Clement-Jones family - Person Sheet
Clement-Jones family - Person Sheet
NameHarriet Charity Vivian VERNEY , 516
MotherLavinia Mary DELVES BROUGHTON , 271 (1965-)
Notes for Harriet Charity Vivian VERNEY


“Harriet Verney is a London based writer who currently contributes to both i-D and American Vogue. She has been shot by both Mario Testino and Nick Knight (for i-D's 30th birthday issue) and recently launched her own online magazine, "Pigmee". The niece of the late Isabella Blow, Harriet is also the founder of the 123 store, an online shop with access to new British designers, affordable art and quirky gifts.”


Harriet Verney: ‘Living with the Blows, all these creatives and depressives,
was just normal’


UPDATED: 00:01, 28 October 2012

Rising stylista Harriet Verney has inherited a flair for fashion from her famous aunt, the late Isabella Blow. She tells Richard Dennen about her unconventional childhood and the bond with her beloved ‘Issie’

Without a doubt, Harriet Verney will be the next British fashion superstar. When US Vogue was looking for someone to write a piece about cool hair for the September issue, it turned to Harriet. She is a 19-year-old eccentric, a fashion-mad, posh, anarchic, stylish girl about East London who has already founded her own magazine, an online fashion shop and starred in an independent film. She is also the niece of the late Isabella Blow – the fashion director of society magazine Tatler who famously discovered Alexander McQueen and Philip Treacy – from whom she has inherited her love of fashion.
We are at Hilles, the famous Arts and Crafts house near Painswick in Gloucestershire where Harriet grew up with her mother Lavinia, Isabella’s sister, who still lives there. With sweeping views across five counties, the rambling house was built by the grandfather of Isabella’s husband, Detmar Blow (also called Detmar, he was the great society architect of the early 20th century).

It’s midday. Harriet is lounging on a sofa in the drawing room, wearing a 1930s tea dress and bright red lipstick, smoking furiously and talking enthusiastically. Lavinia – another fashion eccentric often spotted around the Cotswolds replete in a boiler suit, and the spitting image of sister Isabella – is busy making lunch, while Harriet’s best friend Scarlett is running back and forth bringing glasses of port to her friend.

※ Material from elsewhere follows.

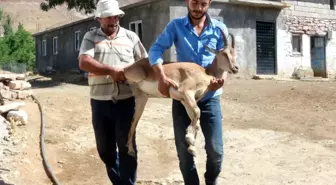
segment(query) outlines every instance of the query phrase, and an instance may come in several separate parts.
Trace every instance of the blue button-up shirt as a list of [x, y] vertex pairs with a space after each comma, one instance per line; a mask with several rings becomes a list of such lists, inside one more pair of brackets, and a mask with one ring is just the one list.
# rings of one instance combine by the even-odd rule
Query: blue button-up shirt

‘Issie would pick me up from school in those amazing hats and then my mum would arrive in a US army boiler suit’

Harriet’s parents – her father Harry Verney is a lumberjack – divorced when she was small, and she and her brother and mother moved to the Blows’ estate. She has inherited a team of half-siblings: Rosie, 27, Freddie, 23 (both from her mother’s first marriage), and Ralph, 11, and Honor, nine, from her dad’s second marriage. Lavinia, now setting up a bespoke candle company from her HQ in the garden shed, has moved among the seven houses on the estate and the main house – the setup has a vague whiff of aristo-commune as the Blows, their families and friends drop in and out for 
tea (the writer Plum Sykes lives in one of the houses and Detmar Blow divides his time between Hilles, Lisbon and London).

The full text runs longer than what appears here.